Another step forward was taken by Chamber D of the National Chamber of Commercial Appeals when it ruled in “Kosten, Esteban vs Mercado Libre SRL” on March 22, 2018. In this precedent, the Chamber ruled that: (i) an exemption from liability of the operator of an electronic marketplace for online sales or auctions may be admitted when it has not played an active role that allows it to acquire knowledge or control of the data stored, i.e. when it has merely provided a forum for a transaction between a buyer and a seller, (ii) such an exemption is based on the fact that the operator cannot be held liable when it effectively acts as a mere intermediary, i.e. by adopting a neutral, purely technical and passive position between the recipients of the service (buyer and seller), which makes it impossible for it to have knowledge and control of the information stored.

Another more recent precedent is “Iglesia Mesiánica Mundial, Sekai Kyusei Kyo, en la Argentina vs Mercado Libre SA”. The plaintiff filed a lawsuit for plagiarism against the material author of the alleged plagiarism, against the distribution company involved in the distribution chain of the book in question, and Mercado Libre, which had facilitated the uploading of the book by the defendant Mr.
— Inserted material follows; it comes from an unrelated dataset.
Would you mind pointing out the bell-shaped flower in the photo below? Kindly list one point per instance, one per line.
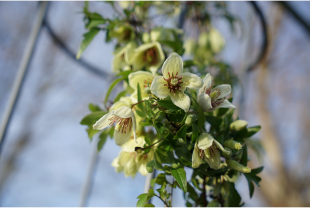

Ferrari through its virtual platform. Based on the “Kosten” precedent, on March 28, 2022, the Civil Chamber considered that Mercado Libre was exempt from liability as it was an operator of an electronic marketplace without having played an active role that would allow it to acquire knowledge or control of the stored data. The court stated that the electronic marketplace operator could only be held liable if it had or could have had actual knowledge of the unlawful nature of the offer, or if, having acquired such knowledge, it did not act with the diligence required to withdraw the publication. It follows the line that this is a “subjective” liability due to the intermediary’s own actions.

Conclusions

These precedents set out a clear path for the resolution of future cases in this area, applying the factor of attribution of subjective liability. In all cases, liability will be attributed to an omission or inadequate or unjustifiably late removal of content, or the failure to adopt preventive measures to block it.

The search for solutions to this issue requires balance and prudence in order to delicately harmonize all the relevant interests involved. Any solution that turns the platform owner into a sort of guarantor and jointly and severally liable for everything that is traded on the platform will end up affecting this type of commercial operation, and the main losers will be the suppliers of goods and consumers who intend to market their products through this simple and inexpensive modality. Any legislative treatment of the issue should take into account the judicial precedents that have sought to maintain a healthy balance between the interests at stake.

This report cannot be considered as legal or any other kind of advice by Allende & Brea.